Before you lose your shit, think this through.

So Stormy lied. It wasn’t a stretch to guess that she had history with an ex and was hiding from him. I was confident that was her reason, but why the hell hadn’t she come clean at this point? I wasn’t worried like Oran about Storm being dangerous to us. What bothered me was that she still trusted me so little.

“I have an idea of what’s going on,” I shot back at him. “It’s not a concern.”

“Considering the way Caitlin infiltrated our family, I think we have to investigate Stormy as a possible threat. For all we know, she could be working for a rival organization.”

My hand clutched the phone so tight I was in danger of needing to replace the damn thing again. I wanted to tell my cousin he was a paranoid asshole, but how could I? His theory about Storm was technically as plausible as any other.

“I hear you, but I’ll still be the one to handle it.” My tone grew perilously close to a growl.

“You’re too close, trust me. I know how easy it is to let your emotions fuck with your judgment when it comes to these sorts of things. Let me come over and talk to her.”

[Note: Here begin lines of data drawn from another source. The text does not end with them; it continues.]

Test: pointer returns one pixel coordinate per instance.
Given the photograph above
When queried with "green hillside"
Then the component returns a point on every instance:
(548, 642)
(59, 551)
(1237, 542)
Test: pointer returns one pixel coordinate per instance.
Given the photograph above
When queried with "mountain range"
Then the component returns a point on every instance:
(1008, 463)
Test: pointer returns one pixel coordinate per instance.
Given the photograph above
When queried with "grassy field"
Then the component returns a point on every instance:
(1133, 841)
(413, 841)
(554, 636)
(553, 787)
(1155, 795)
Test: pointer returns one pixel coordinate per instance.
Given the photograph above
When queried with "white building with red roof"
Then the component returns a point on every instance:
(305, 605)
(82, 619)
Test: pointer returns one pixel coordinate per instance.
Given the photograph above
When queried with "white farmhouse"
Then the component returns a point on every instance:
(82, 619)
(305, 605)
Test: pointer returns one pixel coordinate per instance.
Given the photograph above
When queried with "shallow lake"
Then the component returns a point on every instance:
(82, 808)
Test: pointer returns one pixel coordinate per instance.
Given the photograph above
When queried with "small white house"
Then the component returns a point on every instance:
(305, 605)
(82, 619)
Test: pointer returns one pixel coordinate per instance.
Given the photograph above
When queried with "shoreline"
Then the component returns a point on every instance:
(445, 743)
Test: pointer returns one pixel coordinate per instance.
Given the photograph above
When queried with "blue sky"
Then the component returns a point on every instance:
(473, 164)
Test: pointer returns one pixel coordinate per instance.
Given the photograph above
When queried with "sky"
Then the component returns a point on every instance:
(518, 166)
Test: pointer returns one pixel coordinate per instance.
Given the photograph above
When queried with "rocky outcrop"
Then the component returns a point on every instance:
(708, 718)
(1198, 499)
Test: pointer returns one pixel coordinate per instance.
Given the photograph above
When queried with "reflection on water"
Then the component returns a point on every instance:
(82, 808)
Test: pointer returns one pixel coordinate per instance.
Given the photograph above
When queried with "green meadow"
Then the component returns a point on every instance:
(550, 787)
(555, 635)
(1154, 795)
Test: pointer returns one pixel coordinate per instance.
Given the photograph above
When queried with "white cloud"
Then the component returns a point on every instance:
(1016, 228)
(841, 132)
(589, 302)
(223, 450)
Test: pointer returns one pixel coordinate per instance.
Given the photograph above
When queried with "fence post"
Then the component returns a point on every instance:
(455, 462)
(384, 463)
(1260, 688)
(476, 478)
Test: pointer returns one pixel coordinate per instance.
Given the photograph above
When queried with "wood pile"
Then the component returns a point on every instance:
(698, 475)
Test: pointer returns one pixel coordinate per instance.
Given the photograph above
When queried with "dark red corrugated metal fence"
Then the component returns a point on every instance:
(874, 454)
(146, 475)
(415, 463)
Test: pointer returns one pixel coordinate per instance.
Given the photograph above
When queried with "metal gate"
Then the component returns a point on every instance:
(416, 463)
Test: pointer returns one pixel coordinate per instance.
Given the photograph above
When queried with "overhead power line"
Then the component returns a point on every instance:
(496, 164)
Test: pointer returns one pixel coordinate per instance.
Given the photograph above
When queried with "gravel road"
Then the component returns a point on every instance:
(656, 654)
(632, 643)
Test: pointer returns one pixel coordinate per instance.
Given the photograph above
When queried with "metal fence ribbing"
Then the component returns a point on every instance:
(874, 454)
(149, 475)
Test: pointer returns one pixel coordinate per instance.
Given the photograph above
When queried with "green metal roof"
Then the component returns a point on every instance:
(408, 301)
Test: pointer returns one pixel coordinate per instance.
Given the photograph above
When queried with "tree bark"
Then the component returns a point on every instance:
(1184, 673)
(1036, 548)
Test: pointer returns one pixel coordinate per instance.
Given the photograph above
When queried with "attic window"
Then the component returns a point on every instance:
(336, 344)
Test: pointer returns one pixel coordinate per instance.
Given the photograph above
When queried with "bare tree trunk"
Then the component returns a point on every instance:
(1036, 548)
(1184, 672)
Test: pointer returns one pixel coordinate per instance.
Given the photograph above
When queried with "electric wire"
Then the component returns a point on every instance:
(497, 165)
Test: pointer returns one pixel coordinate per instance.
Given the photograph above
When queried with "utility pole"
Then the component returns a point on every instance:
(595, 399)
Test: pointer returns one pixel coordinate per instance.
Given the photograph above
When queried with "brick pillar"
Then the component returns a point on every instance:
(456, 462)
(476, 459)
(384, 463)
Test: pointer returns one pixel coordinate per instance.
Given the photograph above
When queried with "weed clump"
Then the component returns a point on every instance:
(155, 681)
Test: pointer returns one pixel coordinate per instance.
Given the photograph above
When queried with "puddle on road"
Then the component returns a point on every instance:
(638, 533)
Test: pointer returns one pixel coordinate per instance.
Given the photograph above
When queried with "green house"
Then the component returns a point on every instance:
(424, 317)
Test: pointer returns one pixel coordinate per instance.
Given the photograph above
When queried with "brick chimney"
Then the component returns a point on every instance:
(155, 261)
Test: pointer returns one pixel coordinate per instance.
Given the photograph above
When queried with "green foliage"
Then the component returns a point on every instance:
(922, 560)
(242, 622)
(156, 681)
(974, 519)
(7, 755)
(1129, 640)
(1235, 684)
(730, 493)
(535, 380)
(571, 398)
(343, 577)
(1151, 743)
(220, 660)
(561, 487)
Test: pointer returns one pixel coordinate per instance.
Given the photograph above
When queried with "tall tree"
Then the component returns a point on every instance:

Oran’s interrogation of his now ex-wife had been ruthless. He’d been jaded toward women ever since, and I had no doubt he’d rip Stormy apart. She might have lied about her past, but everything about her trauma and the attack had been real. No one was that good an actor. She’d been genuinely scared for her life. I couldn’t subject her to my cousin on top of that.

“I said I can handle it, and I meant it.”

“It’s not just you she’s endangering, Tor.”

“Andyou’remaking assumptions, which is exactly why I’ll be doing the questioning.” I hung up before I said something I’d regret. My patience was already worn too thin.